18. September 2012

360

Fernando Meirelles (Großbritannien, Brasilien, Frankreich, 2012)
Keine Ahnung, weshalb dieser doch so gelungene Film in einer kürzlich gelesenen Kritik dermaßen schlecht wegkam, zwar hat er seine Höhen und Tiefen, und braucht auch etwas Anlauf, doch ist es insgesamt doch ein solider Ensemble-Film, wie ihn vielleicht der alte Robert Altman und Paul Thomas Anderson gemeinsam aus dem Ärmel geschüttet hätten. (würde der eine von ihnen noch am Leben sein).

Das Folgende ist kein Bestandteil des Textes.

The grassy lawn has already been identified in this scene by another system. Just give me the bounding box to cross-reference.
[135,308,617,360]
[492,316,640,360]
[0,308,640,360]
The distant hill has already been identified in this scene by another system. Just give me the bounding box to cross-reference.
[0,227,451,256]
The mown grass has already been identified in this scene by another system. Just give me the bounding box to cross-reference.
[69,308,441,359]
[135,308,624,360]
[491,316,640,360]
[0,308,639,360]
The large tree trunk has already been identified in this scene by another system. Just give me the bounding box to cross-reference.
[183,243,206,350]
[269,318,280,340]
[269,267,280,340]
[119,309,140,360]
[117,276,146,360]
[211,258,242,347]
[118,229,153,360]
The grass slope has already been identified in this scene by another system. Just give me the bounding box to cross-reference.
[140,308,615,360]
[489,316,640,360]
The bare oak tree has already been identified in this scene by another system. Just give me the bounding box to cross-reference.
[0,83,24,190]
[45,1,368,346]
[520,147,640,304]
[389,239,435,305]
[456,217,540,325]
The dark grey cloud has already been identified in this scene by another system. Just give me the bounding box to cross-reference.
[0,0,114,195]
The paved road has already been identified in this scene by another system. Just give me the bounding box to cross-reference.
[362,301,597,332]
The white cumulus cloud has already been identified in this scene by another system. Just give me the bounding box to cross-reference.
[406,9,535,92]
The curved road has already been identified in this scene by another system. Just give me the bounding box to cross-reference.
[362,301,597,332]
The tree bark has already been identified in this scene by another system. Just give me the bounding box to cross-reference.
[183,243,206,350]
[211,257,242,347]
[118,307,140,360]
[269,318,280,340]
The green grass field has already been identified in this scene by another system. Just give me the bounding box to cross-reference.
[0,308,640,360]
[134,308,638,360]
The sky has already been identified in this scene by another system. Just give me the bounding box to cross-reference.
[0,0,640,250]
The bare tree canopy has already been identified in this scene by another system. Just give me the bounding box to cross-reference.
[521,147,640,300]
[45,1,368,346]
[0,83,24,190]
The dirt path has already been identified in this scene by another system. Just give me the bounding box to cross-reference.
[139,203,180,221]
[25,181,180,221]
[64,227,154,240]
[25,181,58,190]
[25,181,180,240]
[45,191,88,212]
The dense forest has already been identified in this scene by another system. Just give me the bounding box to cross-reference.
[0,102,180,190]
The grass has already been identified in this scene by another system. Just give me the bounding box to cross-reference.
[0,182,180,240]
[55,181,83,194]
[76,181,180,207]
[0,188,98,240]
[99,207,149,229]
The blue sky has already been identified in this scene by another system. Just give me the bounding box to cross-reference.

Liest man was über "360", stoßt man meistens auf Berichte über einen verquirlten Liebesfilm, dessen Beziehungen auf verschiedene Großstädte und Länder verteilt sind, um dann doch noch auf einen gemeinsamen Nenner zu kommen. Der Regisseur lenkt auch ein wenig in diese Richtung, weil Rachel Weisz und Jude Law hübsch anzusehen sind, doch menschliche Annäherungen müssen schnell für Grundlegendes Platz schaffen; Meirelles blickt schließlich nicht nur auf die geleckte Geschäftswelt, mit ihrem lüstern-dekadenten Drang nach einem verlockenden Seitensprung, sondern zeigt auch eine slowakische Prostituierte, die international ums Überleben jobben muss und einen kürzlich entlassenen Sexualstraftäter, der durch eine Zufallsbekanntschaft am Flughafen (eine Brasilianerin, die wiederum ihre eigene kaputte Beziehung zu bewältigen versucht) direkt auf Probe gestellt wird, ob er die Finger von ihr lassen kann, wo sie sich sogar freiwillig anbietet. Die Figuren stehen also auch in er einer existenziellen und psychologischen Abhängigkeit zueinander und hängen letztendlich an einer langen Kette, wie das eben im Episodenfilm oft so üblich ist, der keine strickte Grenzen zwischen seinen Geschichten zieht. Sogar der alte Anthony Hopkins baumelt am gleichen Strang, als Fluggast auf der Suche nach seiner vermissten Tochter.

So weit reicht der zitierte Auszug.